「つまんない! もう飽きた! 外行こう!」
「……続けていいですか?」
「よくない!」

 マシュー先生から逃げても、オリビアに捕まってしまう。オリビアには勝てないので、俺は真っ向からマシュー先生と戦うことにした。幸い、マシュー先生は態度が冷たいだけで手は出してこない。俺の首根っこを遠慮なく掴んでくるオリビアとは違い、おとなしそうな人だ。部屋に引きこもっていそうな見た目をしている。

「もう飽きたぁ! 外で魔法使う! そっちの方が絶対に楽しいよ」
「ダメですよ。まずは座学だと何度も言っていますよね」
「いーやー」

 冷たいマシュー先生は、淡々と授業を進めようとしてくる。それに対抗するべく、俺は必死にバタバタしていた。正直、魔法の歴史やなにやらに興味がない。俺は異世界っぽく派手に魔法を使いこなせればそれでいい。ポメちゃんとお散歩できれば、現時点では満足だ。

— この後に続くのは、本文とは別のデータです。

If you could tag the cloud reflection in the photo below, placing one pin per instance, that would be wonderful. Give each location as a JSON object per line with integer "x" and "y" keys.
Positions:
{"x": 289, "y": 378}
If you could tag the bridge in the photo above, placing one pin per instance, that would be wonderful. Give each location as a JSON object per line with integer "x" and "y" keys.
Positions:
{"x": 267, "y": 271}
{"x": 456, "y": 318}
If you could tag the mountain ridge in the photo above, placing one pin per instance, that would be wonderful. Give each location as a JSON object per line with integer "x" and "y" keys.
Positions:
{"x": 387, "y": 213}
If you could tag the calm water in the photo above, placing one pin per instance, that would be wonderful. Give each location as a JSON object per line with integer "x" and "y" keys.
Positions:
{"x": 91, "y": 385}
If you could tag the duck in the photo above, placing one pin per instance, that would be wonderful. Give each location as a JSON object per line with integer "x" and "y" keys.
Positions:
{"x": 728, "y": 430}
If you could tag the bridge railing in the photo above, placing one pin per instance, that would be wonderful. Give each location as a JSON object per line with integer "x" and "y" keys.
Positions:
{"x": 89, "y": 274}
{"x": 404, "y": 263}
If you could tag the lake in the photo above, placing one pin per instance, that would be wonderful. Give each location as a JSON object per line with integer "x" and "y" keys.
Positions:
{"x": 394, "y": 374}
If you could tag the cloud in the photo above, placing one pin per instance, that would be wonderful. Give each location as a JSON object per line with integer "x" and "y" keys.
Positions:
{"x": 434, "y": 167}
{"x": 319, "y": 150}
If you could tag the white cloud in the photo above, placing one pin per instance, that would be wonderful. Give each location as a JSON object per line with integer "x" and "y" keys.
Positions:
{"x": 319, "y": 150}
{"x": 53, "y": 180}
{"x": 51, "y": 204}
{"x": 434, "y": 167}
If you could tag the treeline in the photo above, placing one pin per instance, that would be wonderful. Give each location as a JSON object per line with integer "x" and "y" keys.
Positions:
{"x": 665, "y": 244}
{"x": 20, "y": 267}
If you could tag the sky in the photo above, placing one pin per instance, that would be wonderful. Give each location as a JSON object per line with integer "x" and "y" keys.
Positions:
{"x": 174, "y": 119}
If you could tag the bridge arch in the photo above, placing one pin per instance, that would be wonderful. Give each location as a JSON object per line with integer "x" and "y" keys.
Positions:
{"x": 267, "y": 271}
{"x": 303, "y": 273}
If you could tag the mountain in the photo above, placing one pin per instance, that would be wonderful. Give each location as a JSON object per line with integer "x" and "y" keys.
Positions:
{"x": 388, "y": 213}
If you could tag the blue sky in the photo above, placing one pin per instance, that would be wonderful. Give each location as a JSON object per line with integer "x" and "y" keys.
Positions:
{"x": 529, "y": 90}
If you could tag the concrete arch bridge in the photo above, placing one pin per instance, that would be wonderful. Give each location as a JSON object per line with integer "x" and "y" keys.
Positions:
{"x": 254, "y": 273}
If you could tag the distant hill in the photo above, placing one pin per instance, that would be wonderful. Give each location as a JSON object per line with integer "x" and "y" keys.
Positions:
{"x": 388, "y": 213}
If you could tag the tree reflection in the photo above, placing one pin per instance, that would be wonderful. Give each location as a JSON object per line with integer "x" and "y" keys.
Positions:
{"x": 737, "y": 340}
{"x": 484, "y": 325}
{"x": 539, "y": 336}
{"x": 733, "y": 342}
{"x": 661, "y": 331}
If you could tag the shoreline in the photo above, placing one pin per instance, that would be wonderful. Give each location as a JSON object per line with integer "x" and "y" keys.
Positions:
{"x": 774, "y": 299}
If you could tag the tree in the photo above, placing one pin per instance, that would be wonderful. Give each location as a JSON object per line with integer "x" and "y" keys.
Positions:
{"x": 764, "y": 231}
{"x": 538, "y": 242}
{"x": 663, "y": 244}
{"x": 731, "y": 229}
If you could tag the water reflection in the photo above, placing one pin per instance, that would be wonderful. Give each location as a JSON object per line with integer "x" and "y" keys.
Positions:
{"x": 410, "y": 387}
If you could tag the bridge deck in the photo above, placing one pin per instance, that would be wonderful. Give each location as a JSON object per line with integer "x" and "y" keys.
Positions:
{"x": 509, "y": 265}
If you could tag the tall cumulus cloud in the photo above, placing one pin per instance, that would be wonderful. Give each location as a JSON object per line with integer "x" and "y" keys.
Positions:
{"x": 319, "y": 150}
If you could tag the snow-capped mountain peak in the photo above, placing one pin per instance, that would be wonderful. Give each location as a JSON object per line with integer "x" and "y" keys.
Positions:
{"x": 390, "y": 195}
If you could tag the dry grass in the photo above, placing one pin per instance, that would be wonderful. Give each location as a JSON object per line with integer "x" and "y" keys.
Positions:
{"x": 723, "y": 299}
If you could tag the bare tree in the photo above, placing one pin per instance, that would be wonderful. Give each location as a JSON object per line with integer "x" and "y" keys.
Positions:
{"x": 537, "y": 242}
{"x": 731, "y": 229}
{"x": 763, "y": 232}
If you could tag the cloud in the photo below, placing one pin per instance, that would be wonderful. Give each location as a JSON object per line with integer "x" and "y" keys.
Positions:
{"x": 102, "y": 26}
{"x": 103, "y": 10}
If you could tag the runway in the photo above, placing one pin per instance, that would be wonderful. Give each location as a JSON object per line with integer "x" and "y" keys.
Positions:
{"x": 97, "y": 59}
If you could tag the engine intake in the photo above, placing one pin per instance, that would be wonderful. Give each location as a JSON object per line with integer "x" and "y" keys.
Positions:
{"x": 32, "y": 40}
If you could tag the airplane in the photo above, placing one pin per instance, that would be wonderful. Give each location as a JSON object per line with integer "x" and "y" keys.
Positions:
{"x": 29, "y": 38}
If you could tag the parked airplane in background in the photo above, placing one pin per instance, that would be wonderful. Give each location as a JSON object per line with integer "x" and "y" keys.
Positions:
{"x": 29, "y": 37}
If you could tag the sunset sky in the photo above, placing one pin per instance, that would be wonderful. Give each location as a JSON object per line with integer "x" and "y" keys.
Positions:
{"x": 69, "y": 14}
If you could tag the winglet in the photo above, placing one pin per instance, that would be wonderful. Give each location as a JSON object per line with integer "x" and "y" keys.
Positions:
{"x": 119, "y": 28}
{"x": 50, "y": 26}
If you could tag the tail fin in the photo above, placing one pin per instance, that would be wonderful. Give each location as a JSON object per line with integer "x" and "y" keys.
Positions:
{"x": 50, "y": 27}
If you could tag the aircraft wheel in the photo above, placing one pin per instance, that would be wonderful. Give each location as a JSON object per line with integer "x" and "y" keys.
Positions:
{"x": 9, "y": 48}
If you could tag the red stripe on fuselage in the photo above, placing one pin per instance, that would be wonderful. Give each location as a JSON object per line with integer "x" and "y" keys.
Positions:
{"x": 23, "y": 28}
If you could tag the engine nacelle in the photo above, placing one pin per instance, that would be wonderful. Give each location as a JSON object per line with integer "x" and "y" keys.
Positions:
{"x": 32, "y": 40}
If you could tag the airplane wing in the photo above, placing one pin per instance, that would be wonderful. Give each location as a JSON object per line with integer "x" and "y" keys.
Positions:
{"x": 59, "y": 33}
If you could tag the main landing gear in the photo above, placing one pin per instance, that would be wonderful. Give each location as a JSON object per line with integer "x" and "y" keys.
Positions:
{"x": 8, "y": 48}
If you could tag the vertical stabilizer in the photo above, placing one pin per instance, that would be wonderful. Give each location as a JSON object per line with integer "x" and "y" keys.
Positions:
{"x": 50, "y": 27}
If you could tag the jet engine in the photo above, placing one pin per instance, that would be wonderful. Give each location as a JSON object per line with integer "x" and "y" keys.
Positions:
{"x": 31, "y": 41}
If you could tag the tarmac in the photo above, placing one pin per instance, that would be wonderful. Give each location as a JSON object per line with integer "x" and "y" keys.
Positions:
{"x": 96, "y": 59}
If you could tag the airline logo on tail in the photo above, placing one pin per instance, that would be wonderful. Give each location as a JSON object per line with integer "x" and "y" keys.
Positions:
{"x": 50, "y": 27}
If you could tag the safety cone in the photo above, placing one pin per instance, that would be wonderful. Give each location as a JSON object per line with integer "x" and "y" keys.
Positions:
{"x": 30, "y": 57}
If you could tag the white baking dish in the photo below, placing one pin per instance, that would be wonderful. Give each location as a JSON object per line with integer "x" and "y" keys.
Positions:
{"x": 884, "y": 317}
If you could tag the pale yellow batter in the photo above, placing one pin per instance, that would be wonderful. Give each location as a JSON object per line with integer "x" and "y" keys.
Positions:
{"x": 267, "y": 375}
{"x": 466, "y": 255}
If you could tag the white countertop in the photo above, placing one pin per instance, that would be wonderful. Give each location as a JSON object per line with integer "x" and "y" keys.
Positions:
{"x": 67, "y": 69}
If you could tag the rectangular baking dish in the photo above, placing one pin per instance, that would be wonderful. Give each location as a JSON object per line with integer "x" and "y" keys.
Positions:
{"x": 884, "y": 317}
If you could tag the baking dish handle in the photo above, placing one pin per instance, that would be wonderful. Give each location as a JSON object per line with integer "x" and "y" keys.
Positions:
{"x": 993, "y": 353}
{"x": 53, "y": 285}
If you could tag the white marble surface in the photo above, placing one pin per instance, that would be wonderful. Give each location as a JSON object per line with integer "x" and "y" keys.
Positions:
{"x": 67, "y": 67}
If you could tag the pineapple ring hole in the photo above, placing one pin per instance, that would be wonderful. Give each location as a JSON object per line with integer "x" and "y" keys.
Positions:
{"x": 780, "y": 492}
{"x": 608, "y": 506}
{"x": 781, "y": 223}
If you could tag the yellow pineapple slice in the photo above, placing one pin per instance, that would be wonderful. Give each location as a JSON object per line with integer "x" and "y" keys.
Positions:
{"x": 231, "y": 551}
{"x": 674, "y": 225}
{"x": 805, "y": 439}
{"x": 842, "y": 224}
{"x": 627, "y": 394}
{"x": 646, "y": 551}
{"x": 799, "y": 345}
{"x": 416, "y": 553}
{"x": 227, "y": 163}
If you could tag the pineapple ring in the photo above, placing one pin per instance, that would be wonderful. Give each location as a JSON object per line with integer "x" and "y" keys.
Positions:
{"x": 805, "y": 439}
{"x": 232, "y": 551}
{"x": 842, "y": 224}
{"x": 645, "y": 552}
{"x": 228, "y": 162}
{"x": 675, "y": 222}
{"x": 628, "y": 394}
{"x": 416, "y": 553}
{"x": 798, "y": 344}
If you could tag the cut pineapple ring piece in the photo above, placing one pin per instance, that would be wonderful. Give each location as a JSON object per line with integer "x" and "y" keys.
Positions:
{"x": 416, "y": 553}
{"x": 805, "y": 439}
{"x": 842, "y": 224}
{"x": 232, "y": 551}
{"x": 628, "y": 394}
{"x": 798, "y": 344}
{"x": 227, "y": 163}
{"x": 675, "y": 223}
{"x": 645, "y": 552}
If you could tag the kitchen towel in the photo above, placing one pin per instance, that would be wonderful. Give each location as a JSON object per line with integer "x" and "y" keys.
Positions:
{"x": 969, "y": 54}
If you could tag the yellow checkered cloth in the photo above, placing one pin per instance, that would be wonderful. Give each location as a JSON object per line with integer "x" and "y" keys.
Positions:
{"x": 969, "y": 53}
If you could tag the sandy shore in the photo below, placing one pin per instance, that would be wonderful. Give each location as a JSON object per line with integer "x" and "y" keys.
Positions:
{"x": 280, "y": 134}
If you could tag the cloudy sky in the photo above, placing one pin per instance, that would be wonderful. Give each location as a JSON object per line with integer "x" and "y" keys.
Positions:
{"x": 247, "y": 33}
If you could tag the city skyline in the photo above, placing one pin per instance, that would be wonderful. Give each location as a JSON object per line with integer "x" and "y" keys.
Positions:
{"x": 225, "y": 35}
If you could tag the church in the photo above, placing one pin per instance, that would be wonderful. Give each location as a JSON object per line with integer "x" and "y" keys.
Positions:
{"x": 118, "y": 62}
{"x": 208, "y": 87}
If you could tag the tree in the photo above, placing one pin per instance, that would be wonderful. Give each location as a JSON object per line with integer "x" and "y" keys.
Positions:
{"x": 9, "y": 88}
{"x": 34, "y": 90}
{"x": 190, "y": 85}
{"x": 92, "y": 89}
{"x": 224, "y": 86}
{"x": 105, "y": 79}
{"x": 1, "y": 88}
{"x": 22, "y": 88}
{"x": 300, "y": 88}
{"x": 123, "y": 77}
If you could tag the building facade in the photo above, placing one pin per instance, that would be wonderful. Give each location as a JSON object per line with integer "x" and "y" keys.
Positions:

 椅子から立ち上がって、床でのんびりしているポメちゃんにしがみつく。『重い、やめて』と呻くやる気なしポメラニアンの毛を掴んで、マシュー先生に抵抗する。『いててて、痛いって』というむにゃむにゃ声が聞こえてくるが、全力で無視をした。ポメちゃんは、とことんやる気がない。魔法の先生がやって来たのに、警戒心の欠片もない。今までどうやって生きていたのだろうか。

 ポメちゃんを初めて見た時、マシュー先生は少しだけ驚いたように目を見開いていた。七歳児がこんな大きな魔獣と契約するなんて、到底信じられないといった雰囲気であった。

 得意になった俺は、すかさずポメちゃんを自慢した。ふわふわ巨大毛玉は、すやすや寝ていた。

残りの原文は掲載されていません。